"That's what I said then; that's what I'm saying now," Romney said Friday.
Romney said he does see a major role for Washington in helping Detroit -- just not, he said, in writing a "blank check."
He expressed general support for congressional efforts to force automakers to prove that they have a long-term plan to restore themselves to profitability.
"My view is that government will be a partner in this effort, but I want government supporting an industry that has a bright future," Romney said.
Romney said bankruptcy or a similar legal remedy, as managed by the federal government, is probably the best option to help the industry restructure and to reopen union pacts that have proven onerous.

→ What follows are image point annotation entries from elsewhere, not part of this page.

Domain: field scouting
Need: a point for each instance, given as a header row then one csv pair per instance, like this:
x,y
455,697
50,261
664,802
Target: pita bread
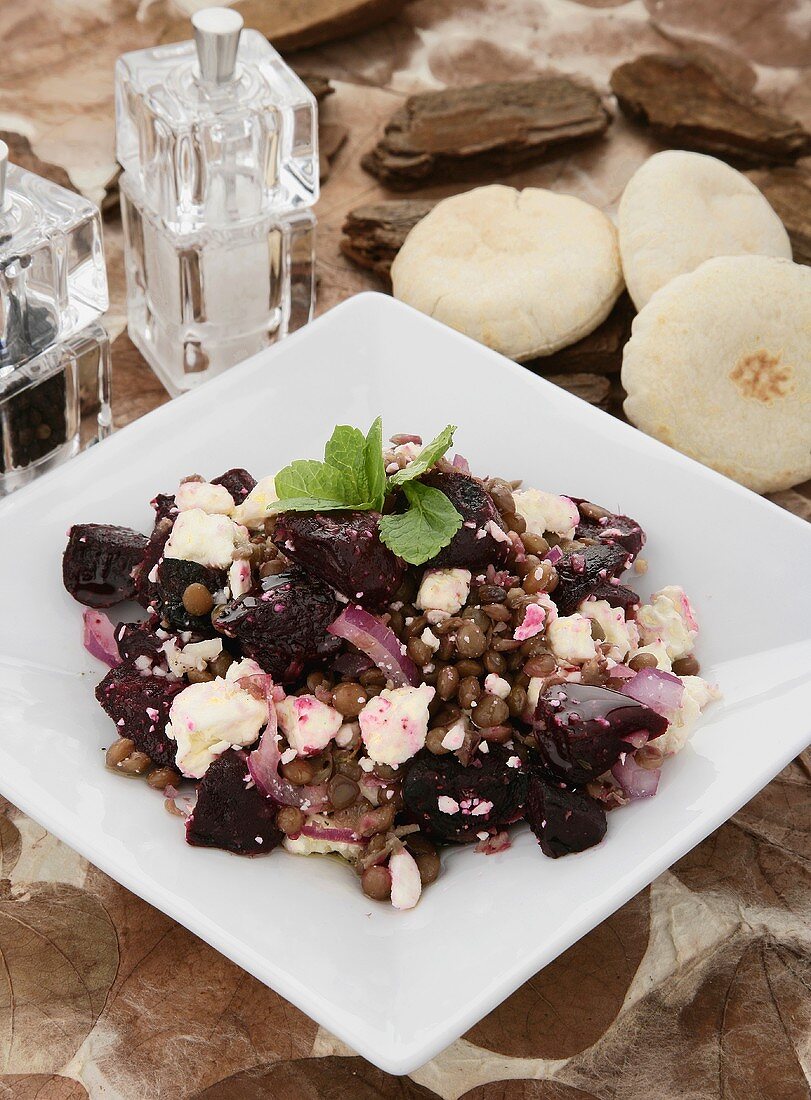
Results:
x,y
680,209
525,273
719,366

"This is an opportunity for the auto industry to do some needed reorganization, restructuring, to become competitive," he said. "You can't help but notice that Hyundai, Nissan, Toyota -- they are able to open manufacturing plants in the United States and grow and gain market share. Our guys are losing market share."
Responding to Romney's op-ed, a General Motors executive wrote Friday that the former governor doesn't fully grasp the problems facing the industry.
"Nearly every recommendation Mitt Romney makes for United States automakers has already been undertaken by current management in Detroit. Automakers have been investing in the future on the order of $12 billion a year in research and development -- second only to the semiconductor industry," wrote Steve Harris, GM's vice president of global communications.
"In addition, General Motors has cut $9 billion in structural costs since 2005 and last year reached a landmark agreement to transfer the delivery of health care to the United Auto Workers union," Harris added.
Patterson said that, as a candidate, Romney never suggested bankruptcy as a viable option for automakers. Leaders of the Big Three fear that such a move would scare away car buyers and kill a company entirely.
Patterson noted the irony in the fact that President-elect Barack Obama gave a tough speech to the Detroit Economic Club early in the campaign, where he talked of the need for automakers to modernize their practices, only to emerge now as a supporter of the auto bailout.
"Mitt was our favorite son. We enthusiastically supported him, and we embraced him," Patterson said. "Obama is now our champion. Politics is a strange business."